Hello Onomichi. Hello Kane

*これは英語で書いた記事です。少しずつ日本語の投稿も増やしていく予定です。

The first time I visited Onomichi was in 2018.

On the little yellow train that was otherwise full of students in high school uniforms, I was one of just three adults — and I found myself quietly amused. I had visited Tokyo and Osaka many times, where the trains are packed with people of all shapes and ages, but here I was in a moment that felt more like a scene from an anime or a novel.

After we pulled into a small, charming Taisho-era station, I found myself swept along with the crowd, surrounded by excited conversations in a language I was only just beginning to understand. I stepped out to find the sea in front of me, a slope town behind me (was that… a castle?), and the entrance to a Shotengai just to my left. It felt like I had arrived somewhere different but wonderful.

Dragging my suitcase behind me as I walked through the covered shopping street, I found myself unable to stop smiling. Flowing like fish, students on bicycles passed, and that sensation — different but wonderful — stayed with me. It was a strange, beautiful nostalgia for things I had only ever seen in anime or heard about in stories.

At six o’clock in the evening, I was drenched in sweat despite the cool autumn weather. The guesthouse website had gently warned me that it was more than 300 steps up the hillside. I shifted my suitcase in my arms, pushed onward and then… temple bells began to toll.

A signal to pause.

I set the luggage down and pressed my brow into my sleeve, then turned. And the softly wondrous view, Onomichi in Twilight, welcomed me with the reminder to breathe, deeply.

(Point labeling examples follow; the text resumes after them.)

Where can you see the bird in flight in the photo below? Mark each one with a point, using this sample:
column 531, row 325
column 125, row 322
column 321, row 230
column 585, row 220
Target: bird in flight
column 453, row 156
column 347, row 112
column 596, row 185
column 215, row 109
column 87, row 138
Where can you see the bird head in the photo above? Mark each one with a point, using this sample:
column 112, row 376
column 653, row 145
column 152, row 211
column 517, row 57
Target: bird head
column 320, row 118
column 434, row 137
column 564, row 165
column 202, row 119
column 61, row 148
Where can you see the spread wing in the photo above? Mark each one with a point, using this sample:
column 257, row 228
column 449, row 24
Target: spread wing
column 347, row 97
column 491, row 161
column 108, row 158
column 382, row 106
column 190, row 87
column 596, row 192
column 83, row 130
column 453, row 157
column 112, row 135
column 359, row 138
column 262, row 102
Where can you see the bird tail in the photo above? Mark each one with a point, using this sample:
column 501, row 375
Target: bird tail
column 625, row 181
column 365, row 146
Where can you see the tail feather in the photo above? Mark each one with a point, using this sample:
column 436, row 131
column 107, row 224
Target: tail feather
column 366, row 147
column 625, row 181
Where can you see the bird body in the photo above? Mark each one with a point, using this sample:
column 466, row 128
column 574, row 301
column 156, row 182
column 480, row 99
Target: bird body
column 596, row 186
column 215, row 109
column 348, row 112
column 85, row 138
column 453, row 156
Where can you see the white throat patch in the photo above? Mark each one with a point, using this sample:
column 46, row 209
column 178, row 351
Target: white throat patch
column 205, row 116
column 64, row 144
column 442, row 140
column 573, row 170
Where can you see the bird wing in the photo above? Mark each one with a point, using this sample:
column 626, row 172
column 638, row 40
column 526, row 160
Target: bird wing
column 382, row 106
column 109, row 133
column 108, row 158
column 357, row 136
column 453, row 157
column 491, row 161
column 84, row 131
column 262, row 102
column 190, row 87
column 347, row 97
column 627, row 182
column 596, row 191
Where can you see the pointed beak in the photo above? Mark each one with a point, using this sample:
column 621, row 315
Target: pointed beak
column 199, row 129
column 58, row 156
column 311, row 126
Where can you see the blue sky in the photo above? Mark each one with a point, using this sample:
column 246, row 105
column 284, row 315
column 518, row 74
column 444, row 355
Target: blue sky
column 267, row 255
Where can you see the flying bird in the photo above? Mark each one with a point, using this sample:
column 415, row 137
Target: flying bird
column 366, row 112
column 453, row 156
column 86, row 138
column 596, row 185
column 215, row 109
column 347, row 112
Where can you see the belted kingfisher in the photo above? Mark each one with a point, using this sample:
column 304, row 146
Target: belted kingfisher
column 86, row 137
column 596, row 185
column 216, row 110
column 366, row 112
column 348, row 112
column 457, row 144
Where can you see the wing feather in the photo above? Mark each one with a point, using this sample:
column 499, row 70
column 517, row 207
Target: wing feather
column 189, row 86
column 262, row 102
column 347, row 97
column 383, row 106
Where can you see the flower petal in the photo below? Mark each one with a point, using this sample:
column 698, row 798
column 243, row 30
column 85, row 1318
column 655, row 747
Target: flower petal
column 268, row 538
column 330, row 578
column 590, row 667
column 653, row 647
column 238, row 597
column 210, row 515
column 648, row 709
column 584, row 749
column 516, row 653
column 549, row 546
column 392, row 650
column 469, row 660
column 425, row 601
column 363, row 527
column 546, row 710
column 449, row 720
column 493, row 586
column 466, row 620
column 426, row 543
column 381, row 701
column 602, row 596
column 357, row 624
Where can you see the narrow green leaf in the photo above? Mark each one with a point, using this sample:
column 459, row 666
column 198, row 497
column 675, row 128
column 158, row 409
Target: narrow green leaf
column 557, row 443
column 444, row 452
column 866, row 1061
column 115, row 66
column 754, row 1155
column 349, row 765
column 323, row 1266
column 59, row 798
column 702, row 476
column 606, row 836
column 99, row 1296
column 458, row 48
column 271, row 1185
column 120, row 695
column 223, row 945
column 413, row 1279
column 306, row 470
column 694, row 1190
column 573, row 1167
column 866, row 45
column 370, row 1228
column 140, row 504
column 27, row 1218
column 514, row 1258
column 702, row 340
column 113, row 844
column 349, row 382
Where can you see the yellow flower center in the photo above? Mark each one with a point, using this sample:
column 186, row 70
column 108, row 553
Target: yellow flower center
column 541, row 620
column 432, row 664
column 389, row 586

The nearby mountains of Mukaishima were melting into the still-deepening indigo sky, and lights on the ferries winked as they bobbed across the strait. Street lamps had come on and the windows in a few of the homes, spread upon the hill, were lighting. Among the shadows were larger shapes, like the three-tiered pagoda immediately to my left, temples centuries-familiar with this scenery, calling out to the hillside: breathe, deeply.

What WAS this place?

I and many others try to name what makes Onomichi special so we can explain it to others, or maybe find other similar places with these same qualities. The reasons are complex.

They include history, layout, human interactions, memories, light, sound, and rhythm, maybe.

But the reason I moved to Japan is simple: I fell in love with Onomichi.

I couldn’t imagine anywhere else I would rather be.

After that first trip, and visits before and after the pandemic, I moved here, Onomichi, Hiroshima, with hopes and dreams in my heart and experiences and skills in my back pocket.

This is where I want to be, this town on the hill and beside the sea, of temples and alleys and cats, where birds sing every morning and students pedal through the shopping street every day. There’s still much in Japan I want to discover, but the rhythms here drape intimately close to my heart. The people I’ve met here have been exceptionally kind. I am called by name on the street, I greet friends, and exchange smiles and nods with familiar faces. My feelings deepen every day.

I want to contribute something meaningful to these communities and people who have all been so kind. I want to offer the good things I’ve received in life, in hopes that they might be helpful, beneficial. I’m not from this town — but I love it deeply. I respect its hardworking people, its culture, its kindness, and its long, living history.

Among the many things that have shaped me, the physical practice of AcroYoga has been one of the most valuable.

I hope this practice can also bring something good to people here.